Bien que des anticorps neutralisants (NAb) aient été identifiés, certains, comme le CR3022, ne parviennent pas à prévenir l’infection par le virus. Ceci est probablement dû à la conformation flexible des épitopes neutralisants, qui permettent à l’infection de se poursuivre malgré la présence de NAb. D’autre part, d’autres anticorps sont découverts qui semblent neutraliser le virus sans bloquer le récepteur ACE2.
L’étude actuelle, publiée dans le bioRxiv * serveur en novembre 2020, vise à comprendre le mécanisme de neutralisation du SRAS-CoV-2 par un anticorps monoclonal nouvellement identifié. La NAb a été identifiée à partir d’une banque d’anticorps obtenue à partir de souris immunisées avec SARS-CoV-2 RBD recombinant, et était une chimère, appelée MHB27. Comme cela avait une puissante activité de liaison et de neutralisation contre le virus, une forme humanisée a été générée, appelée HB27.

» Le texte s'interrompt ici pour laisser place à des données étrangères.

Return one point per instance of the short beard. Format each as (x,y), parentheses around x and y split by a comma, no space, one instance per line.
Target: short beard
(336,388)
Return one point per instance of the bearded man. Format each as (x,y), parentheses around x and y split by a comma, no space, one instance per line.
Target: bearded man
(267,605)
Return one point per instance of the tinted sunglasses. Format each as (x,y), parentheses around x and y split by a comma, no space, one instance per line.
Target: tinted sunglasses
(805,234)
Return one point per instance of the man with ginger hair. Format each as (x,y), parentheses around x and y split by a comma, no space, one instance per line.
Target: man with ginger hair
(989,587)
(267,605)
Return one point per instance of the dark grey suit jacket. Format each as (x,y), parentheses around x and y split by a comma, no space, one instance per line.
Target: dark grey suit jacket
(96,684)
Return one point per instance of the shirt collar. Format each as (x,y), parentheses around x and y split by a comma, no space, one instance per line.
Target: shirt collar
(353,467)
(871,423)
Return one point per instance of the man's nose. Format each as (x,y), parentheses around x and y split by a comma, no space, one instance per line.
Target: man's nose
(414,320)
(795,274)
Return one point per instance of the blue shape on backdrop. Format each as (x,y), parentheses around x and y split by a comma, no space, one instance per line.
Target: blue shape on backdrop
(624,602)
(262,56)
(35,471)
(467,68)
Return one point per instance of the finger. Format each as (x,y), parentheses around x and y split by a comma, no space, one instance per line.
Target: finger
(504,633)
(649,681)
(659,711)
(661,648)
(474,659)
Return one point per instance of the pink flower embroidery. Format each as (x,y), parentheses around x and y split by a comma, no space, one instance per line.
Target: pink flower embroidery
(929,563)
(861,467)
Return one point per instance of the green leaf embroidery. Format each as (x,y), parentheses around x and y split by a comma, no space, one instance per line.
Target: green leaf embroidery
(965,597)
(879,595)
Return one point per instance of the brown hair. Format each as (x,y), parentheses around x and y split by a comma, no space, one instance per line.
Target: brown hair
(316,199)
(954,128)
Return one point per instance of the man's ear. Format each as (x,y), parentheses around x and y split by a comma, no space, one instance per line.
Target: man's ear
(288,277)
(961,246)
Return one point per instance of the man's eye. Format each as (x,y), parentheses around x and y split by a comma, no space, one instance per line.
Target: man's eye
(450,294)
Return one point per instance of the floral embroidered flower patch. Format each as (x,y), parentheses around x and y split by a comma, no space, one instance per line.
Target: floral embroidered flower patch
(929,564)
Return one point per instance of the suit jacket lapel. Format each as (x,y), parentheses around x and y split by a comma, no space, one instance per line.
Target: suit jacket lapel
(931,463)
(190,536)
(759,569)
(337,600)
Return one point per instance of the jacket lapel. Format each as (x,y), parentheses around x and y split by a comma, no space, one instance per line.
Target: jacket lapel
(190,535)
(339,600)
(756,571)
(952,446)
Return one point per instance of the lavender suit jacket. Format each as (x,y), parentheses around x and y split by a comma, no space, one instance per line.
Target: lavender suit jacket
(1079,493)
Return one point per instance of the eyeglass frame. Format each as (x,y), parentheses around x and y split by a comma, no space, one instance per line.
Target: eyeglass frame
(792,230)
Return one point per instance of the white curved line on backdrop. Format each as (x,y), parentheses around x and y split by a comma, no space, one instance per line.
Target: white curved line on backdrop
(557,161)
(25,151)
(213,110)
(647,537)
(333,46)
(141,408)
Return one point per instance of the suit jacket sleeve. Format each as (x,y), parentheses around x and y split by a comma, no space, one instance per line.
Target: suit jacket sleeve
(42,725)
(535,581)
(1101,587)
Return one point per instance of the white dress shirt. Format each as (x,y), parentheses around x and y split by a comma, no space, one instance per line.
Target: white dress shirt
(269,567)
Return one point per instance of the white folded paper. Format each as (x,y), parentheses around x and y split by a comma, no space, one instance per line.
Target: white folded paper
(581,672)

Les formes IgG et HB27 de cet anticorps se lient à la RBD du SARS-CoV-2 à faible et très faible affinité nanomolaire, mais pas à la RBD des premiers SARS-CoV et MERS-CoV. Sa concentration inhibitrice demi-maximale (IC50) est également dans la gamme nanomolaire très faible. Il a en outre été testé contre le virus de type sauvage dans un test de neutralisation de réduction de plaque (PRNT) et a montré une concentration neutralisante nanomolaire.
Sommaire
Infection de la souris empêchée
Chez les souris sensibles, une dose unique de HB27 a permis de prévenir l’infection par le SARS-CoV-2, MASCp6, adapté à la souris, lorsqu’elle a été administrée avant ou après l’exposition au virus, la charge virale étant réduite de plus de 99,9% dans les poumons. et la trachée.
Ils ont ensuite testé la capacité de HB27 à prévenir l’infection par le SRAS-CoV-2 dans un modèle murin adapté pour exprimer les récepteurs ACE2 humains. Ils ont trouvé, à nouveau, que cette molécule était capable de réduire les charges virales dans les poumons et la trachée 5 jours après la provocation avec le virus, si l’anticorps était administré avant ou après l’exposition. Cependant, le dosage préventif était plus puissant, les taux viraux pulmonaires étant réduits de plus de mille fois.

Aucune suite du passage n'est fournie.